Christine stared in shock at the phantom. "But doesn't that corrupt your character and your final, melancholy acceptance that you can't force someone to love you, thereby ruining the moral of the story?"

Erik nodded. "Most likely." A computer fell on top of his head and he yelped in pain.

"Erik?" Christine asked, in consternation, "Are you all right?"

The phantom shook his head and then nodded.

Christine paused a moment, baffled by this. "Was that a yes or a no?"

"It was a yes," the phantom continued on calmly. "I am all right as long as you are with me. Come! Let us be married at once!"

"But I'm all ready married," Christine repeated calmly, deciding that she had hit her head when the ground had shook and she was dreaming.

Erik thought about this a moment, and many sheets of loose- leaf paper cascaded onto his head, until he was nearly buried.

_ 'This is a very interesting dream_,' Christine thought idly.

At last, Erik pushed his way out of the papers, brushed off his cloak, and straightened his mask. "How silly of me. I apologize, my dear Christine. Of course… after marrying that 'brave young suitor' who basked in my triumph, you discovered that he was actually an abusive alcoholic who forced you to quit singing, separated you from all your friends and family, and was generally… not nice. So you decided to come back to your beloved Angel of Music, by swimming across the lake, and then you nearly drown because it is a well- known fact that you can't swim, and I nurse you back to health."

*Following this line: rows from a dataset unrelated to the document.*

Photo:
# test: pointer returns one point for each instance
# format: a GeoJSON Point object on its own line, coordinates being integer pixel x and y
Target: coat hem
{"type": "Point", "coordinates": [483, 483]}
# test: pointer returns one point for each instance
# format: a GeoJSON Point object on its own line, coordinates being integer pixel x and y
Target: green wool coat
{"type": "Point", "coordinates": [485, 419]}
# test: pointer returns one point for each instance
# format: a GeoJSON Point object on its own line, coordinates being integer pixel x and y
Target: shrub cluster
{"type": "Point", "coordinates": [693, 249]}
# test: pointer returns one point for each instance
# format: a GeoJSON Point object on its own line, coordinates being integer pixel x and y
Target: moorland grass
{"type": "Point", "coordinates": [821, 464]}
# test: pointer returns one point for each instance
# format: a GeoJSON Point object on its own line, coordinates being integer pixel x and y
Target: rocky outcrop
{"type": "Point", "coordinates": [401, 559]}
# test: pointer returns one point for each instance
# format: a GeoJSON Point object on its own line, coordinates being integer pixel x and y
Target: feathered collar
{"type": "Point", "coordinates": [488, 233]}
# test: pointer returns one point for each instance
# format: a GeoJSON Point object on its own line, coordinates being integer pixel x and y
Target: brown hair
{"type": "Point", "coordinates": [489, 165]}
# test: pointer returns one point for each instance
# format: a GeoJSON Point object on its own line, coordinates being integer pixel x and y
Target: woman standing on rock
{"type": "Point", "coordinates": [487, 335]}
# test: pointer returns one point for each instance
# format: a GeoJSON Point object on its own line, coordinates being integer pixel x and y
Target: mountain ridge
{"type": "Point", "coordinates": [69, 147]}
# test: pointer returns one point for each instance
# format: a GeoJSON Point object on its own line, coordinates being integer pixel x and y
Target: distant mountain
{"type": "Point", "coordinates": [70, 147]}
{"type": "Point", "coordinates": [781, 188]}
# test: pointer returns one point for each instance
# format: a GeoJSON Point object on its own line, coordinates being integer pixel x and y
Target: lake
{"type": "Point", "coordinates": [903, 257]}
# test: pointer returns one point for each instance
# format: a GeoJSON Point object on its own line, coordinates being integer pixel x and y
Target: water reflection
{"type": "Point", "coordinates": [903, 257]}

Christine was speechless. Well… for a while. "You must be crazier then usual, Erik… I love Raoul, and Raoul loves me! He would never do anything to hurt me… and… to think… he'd make me quit singing… he'd never do that! He loves hearing me sing!"

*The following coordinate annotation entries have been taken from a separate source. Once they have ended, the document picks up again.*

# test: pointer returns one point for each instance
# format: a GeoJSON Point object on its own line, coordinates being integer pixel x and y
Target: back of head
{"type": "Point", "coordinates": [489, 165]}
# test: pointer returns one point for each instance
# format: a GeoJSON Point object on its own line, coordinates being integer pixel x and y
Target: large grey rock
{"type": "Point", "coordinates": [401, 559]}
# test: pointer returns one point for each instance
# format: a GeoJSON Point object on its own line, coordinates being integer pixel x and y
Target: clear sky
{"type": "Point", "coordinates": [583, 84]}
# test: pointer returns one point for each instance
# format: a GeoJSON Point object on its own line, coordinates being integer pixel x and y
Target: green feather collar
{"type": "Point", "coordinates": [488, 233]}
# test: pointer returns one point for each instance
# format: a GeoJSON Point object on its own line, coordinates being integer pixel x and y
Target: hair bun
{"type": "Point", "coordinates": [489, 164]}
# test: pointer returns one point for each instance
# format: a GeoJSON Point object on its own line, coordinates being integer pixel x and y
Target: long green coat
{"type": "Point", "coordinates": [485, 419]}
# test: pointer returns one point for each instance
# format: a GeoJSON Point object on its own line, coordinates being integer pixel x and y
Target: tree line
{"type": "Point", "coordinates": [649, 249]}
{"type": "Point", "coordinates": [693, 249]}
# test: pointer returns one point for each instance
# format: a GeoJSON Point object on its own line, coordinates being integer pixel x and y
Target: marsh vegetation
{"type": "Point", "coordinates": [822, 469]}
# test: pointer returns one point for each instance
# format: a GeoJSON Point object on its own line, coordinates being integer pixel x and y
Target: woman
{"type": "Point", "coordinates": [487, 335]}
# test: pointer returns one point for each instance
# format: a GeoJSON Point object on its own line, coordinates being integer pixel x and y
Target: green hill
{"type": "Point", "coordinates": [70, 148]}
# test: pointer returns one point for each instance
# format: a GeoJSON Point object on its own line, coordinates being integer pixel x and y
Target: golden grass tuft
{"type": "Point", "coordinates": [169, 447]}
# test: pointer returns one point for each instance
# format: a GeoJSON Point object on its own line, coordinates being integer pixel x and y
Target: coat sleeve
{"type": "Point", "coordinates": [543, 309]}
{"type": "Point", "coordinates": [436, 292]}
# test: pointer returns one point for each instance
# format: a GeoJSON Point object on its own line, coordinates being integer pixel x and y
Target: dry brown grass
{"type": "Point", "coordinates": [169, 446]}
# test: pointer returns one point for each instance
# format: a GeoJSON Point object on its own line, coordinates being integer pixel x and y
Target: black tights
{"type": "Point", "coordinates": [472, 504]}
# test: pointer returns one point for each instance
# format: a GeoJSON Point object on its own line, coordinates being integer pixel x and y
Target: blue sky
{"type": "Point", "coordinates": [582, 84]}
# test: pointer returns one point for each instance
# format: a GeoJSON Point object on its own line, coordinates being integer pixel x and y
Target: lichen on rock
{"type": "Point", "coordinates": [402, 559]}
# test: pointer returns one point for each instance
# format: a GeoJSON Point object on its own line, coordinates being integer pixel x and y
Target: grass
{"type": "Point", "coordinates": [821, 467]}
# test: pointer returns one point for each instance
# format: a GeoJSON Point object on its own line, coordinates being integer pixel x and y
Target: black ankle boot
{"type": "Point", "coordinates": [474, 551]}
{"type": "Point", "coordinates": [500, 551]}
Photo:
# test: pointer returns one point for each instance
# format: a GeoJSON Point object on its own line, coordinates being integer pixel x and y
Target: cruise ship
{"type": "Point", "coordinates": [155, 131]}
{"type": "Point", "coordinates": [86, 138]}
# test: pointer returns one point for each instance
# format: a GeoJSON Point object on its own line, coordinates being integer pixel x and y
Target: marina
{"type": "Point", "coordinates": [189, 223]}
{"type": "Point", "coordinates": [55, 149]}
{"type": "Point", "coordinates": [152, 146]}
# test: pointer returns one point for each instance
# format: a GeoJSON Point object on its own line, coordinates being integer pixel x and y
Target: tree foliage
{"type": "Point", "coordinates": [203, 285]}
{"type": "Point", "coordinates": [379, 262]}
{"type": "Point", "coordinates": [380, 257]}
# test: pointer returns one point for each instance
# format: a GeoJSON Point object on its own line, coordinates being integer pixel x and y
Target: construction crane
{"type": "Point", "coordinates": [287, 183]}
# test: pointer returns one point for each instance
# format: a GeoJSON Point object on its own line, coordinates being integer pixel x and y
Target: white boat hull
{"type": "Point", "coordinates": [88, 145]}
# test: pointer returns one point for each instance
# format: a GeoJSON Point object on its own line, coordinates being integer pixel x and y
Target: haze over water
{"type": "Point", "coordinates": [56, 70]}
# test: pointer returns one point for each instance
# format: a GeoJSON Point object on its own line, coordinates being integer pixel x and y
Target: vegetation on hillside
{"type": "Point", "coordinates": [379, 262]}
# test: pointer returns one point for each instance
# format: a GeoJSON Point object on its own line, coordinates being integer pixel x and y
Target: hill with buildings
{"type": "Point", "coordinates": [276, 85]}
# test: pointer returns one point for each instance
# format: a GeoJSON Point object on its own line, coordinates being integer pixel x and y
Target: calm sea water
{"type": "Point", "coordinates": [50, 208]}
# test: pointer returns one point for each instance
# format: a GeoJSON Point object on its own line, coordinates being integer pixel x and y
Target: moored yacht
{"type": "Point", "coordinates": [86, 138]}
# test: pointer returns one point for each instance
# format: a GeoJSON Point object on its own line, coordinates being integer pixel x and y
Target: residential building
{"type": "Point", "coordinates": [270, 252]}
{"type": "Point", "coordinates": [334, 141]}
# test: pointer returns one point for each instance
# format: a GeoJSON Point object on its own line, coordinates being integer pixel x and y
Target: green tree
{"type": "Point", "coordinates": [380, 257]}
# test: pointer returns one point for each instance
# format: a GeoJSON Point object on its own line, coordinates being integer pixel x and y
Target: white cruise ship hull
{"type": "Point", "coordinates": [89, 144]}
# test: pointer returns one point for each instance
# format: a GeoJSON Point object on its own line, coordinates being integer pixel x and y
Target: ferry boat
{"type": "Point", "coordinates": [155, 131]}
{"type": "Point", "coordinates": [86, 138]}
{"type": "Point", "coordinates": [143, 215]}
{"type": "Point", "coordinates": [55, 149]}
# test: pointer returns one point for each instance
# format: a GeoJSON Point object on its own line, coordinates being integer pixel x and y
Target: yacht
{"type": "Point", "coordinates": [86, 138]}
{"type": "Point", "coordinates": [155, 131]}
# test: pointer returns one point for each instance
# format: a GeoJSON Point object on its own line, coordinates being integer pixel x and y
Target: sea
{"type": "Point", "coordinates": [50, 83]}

"I love hearing you sing too," Erik muttered petulantly, like a small child being told that no, it was not a good idea to set fire to small woodland creatures. Some small children are like that.

"Now really! It's not like I'm telling you to stop setting fire to small woodland creatures or anything… I am just stating a simple fact: Raoul loves me, and would never, ever do anything to intentionally make me unhappy." Christine nodded firmly and stood. Her chair was then hit with a complete Dell computer. "And I don't ever even **attempt** swim. If you knew **anything** about me, it would be that I don't swim. I didn't even swim out to go get my favorite scarf when it blew away. Raoul had to go and get it for me."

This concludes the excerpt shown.